Cruise Ship Terms: How to Sound Like a Crew Member

The next time you’re on board a cruise ship, I dare you to refer to the vessel as a boat. Go ahead, give it a try. The nearest crew member will almost definitely correct you. “It’s not a boat, it’s a ship!” To help prevent these embarrassing slip-ups, in this post I’ll describe some of the most commonly heard cruise ship terms. You’ll learn the meaning of a few important cruise ship terms, and in the process, learn how to sound as experienced as a crew member on your next cruise.

Cruise Ship Terms for First-time Cruisers

People on Board the Ship

Crew–Any person who lives and works on board the ship is a member of the crew. Regardless of his or her home country, this includes officers, guest services staff, bartenders, servers, stateroom attendants, engineers, doctors and everyone else!

Directions on Board the Ship

Forward–In the direction of the bow (front) of the ship. For example, the spa might be on deck 9, forward.

Aft–In the direction of the stern (back) of the ship.

Midship–The center part of the ship, whether you’re on the top deck, or on a lower deck. Your cabin may be on deck 3, midship.

Port–When you’re facing forward, port is the left side of the ship. This means you could technically point right to refer to the port side of the ship. In addition, a port is also the commonly-used term for a port-of-call, which is a location where the ship will dock so that guests can visit and explore.

Starboard–When you’re facing forward, starboard is the right side of the ship. You could also point to the left side of the ship to refer to the starboard side (if you are facing aft).

Places on Board the Ship

Deck–Much like a floor or level of a hotel, a ship’s deck is the floor or level on board. Your cabin could be on deck 7, while the main dining room is on deck 5 and the pool is on deck 12.

Tender–At some destinations, it’s impossible for the ship to pull up alongside a pier. Consequently, a tender boat is a small boat that the cruise ship uses to carry guests from the ship to shore. Think of a tender boat as a water taxi. Tendering is the action of moving the ship’s passengers from the ship to the shore.

Gangway–The gangway is the ramp that guests and crew use to walk from the ship down onto the pier in order to visit a port-of-call or go on an excursion.

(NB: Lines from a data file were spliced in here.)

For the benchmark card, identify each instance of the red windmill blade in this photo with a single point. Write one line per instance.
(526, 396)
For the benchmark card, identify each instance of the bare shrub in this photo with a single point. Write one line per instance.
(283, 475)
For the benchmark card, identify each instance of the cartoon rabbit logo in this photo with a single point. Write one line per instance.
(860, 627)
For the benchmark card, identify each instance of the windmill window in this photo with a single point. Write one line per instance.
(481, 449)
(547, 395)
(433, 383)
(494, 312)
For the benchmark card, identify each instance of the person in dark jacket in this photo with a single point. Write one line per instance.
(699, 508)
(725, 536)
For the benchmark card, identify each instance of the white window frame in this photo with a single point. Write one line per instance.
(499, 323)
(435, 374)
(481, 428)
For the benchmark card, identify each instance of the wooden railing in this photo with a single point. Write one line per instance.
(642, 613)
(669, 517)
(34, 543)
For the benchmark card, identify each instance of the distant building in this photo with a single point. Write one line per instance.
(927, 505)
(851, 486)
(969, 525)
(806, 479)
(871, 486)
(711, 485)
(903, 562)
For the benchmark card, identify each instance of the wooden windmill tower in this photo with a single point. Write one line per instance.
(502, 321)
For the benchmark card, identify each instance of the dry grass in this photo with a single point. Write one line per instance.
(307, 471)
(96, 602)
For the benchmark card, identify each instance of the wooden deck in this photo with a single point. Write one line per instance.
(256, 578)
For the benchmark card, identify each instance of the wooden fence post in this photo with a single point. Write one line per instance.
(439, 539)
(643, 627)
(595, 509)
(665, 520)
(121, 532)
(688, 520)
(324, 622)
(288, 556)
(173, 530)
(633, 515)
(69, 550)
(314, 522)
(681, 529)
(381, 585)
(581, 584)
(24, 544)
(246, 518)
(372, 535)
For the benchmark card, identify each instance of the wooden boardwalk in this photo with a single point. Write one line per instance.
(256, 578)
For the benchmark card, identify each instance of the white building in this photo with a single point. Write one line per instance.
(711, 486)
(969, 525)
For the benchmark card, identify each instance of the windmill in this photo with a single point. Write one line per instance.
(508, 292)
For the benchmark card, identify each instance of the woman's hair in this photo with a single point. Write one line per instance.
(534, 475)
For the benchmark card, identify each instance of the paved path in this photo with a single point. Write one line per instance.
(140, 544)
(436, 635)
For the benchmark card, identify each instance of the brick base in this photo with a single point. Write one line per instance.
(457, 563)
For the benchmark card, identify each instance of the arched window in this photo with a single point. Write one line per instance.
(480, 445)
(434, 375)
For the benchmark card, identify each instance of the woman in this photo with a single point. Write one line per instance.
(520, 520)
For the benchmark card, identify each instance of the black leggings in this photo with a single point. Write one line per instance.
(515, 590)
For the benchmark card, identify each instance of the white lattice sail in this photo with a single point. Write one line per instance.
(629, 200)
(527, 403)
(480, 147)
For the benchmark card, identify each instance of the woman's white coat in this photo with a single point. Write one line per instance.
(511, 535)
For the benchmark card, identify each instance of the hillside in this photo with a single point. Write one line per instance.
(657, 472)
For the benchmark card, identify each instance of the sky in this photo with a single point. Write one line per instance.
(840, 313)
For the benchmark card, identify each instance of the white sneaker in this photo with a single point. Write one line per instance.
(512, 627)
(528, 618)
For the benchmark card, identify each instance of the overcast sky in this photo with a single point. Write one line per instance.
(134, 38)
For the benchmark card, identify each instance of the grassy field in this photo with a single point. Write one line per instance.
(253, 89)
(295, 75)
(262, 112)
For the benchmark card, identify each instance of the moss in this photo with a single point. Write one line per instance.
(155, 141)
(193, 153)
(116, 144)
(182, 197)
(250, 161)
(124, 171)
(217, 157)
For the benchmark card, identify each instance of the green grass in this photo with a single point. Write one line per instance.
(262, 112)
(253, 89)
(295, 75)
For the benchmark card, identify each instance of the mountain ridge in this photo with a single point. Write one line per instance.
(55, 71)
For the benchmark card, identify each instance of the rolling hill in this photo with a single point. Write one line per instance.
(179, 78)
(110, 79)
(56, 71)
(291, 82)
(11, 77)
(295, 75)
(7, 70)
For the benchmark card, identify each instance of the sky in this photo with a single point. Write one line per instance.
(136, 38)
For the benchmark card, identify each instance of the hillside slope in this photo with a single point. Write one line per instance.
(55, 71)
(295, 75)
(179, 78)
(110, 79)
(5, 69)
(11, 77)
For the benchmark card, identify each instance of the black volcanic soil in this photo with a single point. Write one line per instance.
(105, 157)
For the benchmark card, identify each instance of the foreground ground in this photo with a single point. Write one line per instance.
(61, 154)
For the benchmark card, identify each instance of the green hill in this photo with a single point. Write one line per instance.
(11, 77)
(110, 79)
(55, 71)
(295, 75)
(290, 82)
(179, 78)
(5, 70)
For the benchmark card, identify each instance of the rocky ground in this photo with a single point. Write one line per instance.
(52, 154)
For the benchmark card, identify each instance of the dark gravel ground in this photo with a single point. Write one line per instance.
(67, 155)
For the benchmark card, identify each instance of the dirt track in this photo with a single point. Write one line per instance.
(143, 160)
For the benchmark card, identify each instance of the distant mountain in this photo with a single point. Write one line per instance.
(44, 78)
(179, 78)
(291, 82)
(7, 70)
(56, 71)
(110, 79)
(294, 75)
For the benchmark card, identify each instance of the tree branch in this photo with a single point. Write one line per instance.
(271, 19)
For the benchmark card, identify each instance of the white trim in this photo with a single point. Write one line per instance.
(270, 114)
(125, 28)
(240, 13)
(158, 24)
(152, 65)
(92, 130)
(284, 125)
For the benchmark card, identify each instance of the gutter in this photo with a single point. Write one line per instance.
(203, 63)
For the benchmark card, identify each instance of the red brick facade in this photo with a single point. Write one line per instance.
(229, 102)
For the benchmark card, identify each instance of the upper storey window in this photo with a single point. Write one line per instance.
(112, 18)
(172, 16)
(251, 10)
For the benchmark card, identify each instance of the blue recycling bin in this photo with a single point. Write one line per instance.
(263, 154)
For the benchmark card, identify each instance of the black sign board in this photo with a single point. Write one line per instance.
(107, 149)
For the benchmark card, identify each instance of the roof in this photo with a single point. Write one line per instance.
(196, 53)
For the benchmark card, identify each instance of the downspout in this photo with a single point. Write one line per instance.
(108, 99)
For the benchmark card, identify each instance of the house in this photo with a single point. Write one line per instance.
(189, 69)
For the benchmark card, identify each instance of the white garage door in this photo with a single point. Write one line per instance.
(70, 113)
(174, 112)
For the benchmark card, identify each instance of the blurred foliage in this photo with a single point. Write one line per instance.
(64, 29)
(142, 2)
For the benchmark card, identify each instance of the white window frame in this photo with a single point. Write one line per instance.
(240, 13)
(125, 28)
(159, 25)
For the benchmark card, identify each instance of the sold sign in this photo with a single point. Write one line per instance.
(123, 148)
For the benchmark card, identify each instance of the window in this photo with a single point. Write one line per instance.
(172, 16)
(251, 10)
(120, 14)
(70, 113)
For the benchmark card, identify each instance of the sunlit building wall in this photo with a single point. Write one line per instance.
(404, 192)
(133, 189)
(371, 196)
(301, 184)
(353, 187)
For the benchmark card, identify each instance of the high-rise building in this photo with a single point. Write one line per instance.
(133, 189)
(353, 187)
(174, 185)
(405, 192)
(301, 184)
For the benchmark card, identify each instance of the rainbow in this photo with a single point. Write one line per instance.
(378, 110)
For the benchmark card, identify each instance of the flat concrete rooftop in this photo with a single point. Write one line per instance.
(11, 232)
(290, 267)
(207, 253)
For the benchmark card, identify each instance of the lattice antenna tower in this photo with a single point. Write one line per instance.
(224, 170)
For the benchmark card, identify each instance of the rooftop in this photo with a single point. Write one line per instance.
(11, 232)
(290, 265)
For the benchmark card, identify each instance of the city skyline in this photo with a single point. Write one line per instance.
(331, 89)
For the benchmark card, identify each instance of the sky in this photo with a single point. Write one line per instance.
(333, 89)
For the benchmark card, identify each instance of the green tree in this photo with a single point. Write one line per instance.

Bridge–The bridge is the place where the ship’s crew navigate the ship. Some ships offer a tour of the bridge to its guests.

Muster Point–During the mandatory safety drill that takes place at the beginning of every cruise, this is the location where you must meet up prior to embarkation.

Bow–The front of the ship. This is not to be confused with “forward,” which is a directional word.

Stern–The back end of the ship. This is not to be confused with “aft,” which is a directional word.

Galley–The kitchen on board the ship, where food is prepared for a variety of restaurants. Sometimes multiple restaurants share a galley. The galley is a very busy place on board.

Whether you’re a first-time cruiser or a regular cruiser, the next time you’re on board a cruise ship, try incorporating these common cruise ship terms into your conversation with fellow guests and crew members. You’ll feel more at home and comfortable on board once you’ve mastered these cruise ship terms. In conclusion, remember, “It’s not a boat!”